ELEGIE I A TULLUSLes beaux yeux de Cynthie, en mon malheureux coeur, De mes premiers désirs enflammèrent l'ardeur, Et l'Amour ce jour-là dompta mon âme altière ; Son pied victorieux m'inclina vers la terre. Depuis un an je vis, sans projets arrêtés, Devenu l'ennemi des pudiques beautés. Le temps ne peut calmer le mal qui me dévore. J'ai contre moi les dieux et mon malheur encore.
Hippomène empressé, par des soins assidus, Vainquit dans ses rigueurs la fille de Jasus. Hors de lui, sur les rocs sauvages d'Arcadie, Gémissant, il errait. Aux monts de Parthénie Le virent bien souvent les monstres des forêts, Poursuivi par Hylée et blessé par ses traits. A la fin il soumit la légère Atalante ; Tant prière et bienfaits peuvent sur une amante ! L'Amour, sourd pour moi seul, n'écoute plus ma voix ; Il ne reconnaît plus ses routes d'autrefois.
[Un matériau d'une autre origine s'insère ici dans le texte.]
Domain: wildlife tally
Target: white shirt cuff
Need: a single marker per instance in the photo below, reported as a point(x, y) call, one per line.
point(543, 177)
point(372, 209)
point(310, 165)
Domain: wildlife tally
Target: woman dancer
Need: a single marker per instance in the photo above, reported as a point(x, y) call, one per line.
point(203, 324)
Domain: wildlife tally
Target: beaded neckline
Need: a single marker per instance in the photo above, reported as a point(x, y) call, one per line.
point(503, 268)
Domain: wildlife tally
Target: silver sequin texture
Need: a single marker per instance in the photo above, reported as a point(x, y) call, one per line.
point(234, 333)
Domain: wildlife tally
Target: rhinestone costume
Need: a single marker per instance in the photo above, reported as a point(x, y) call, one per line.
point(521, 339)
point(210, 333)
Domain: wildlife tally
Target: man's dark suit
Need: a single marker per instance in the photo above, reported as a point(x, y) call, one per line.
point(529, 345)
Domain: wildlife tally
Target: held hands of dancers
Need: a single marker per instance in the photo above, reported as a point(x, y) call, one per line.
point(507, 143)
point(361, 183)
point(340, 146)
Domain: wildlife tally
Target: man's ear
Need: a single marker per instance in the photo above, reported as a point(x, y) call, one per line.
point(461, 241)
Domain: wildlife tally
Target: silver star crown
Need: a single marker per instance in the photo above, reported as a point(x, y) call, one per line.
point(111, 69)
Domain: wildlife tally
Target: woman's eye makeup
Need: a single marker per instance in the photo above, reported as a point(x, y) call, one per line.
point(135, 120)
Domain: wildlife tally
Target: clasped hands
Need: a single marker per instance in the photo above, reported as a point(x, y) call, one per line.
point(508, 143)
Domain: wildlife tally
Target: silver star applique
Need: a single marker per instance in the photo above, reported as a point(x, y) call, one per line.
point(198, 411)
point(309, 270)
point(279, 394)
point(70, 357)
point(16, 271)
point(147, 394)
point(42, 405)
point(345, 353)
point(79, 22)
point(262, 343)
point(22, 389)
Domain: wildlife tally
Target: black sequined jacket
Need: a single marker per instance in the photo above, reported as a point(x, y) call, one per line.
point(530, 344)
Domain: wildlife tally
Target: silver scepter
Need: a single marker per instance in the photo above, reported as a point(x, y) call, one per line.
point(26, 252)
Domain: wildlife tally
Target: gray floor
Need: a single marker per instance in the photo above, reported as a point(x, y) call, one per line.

O vous dont l'art s'applique à détacher la lune,
Par vos enchantements à fixer la fortune, De ma dure maîtresse amollissez le coeur ; Que la sienne en ses traits surpasse ma pâleur, Et je croirai dès lors, à de pareilles preuves, Que vous pouvez changer les astres et les fleuves. Vous, dans vos soins tardifs, pour mon abattement, Trouvez à mes douleurs quelque soulagement. Avec force employez et le fer et la flamme, Mais que mon désespoir s'exhale de mon âme ! Poussez-moi sur les mers, en de lointains climats Où jamais la beauté ne viendra sur mes pas.
Vous dont jamais la voix en vain le ciel n'invoque, Vivez à Rome, heureux d'un amour réciproque. Pour moi, la sombre nuit,je supporte, et le jour, Les assauts de Vénus, les fureurs de l'Amour. Evitez mon malheur. Pour de nouvelles chaînes, Gardez-vous de changer vos tourments et vos peines. Insensé qui voudrait mépriser cet avis ! Ses mépris de grands maux seraient bientôt suivis. ELEGIE II A CYNTHIEPourquoi couvrir ton chef d'ornements superflus, Etaler à nos yeux de Cos les fins tissus, Des parfums d'Orient charger ta tête chère, Rechercher les produits d'une terre étrangère, Ou bien enfin pourquoi d'un éclat emprunté Dissimuler ainsi ta grâce et ta beauté ? Le fard ne convient point à ta belle figure ; L'Amour nu n'a besoin ni d'art ni de parure. Vois le sol s'émailler de ses riantes fleurs, Et le lierre étaler le vert de ses couleurs ; L'arbousier est plus beau dans l'antre solitaire ; Les courants à leurs eaux donnent libre carrière ; Sans apprêts le rivage à nos yeux est brillant, Et l'oiseau, pour charmer, n'a pas appris le chant.
Des enfants de Léda, les filles de Leucippe Ne domptaient point les coeurs avec un tel principe. Sur les bords paternels, d'Idas ni de Phébus Ne triomphait ainsi la fille d'Evénus. Une couleur, du vrai de tout point ennemie, Fit-elle par Pélops ravir Hippodamie ? Ce furent des attraits et des couleurs sans fard, Comme en trouva jadis Apelle dans son art. Pour vaincre des héros, ces beautés si parfaites Sur l'unique pudeur basèrent leurs conquêtes. Auprès de toi serai-je à ces noms inférieur ? Pour qui t'aime il suffit de ta propre valeur.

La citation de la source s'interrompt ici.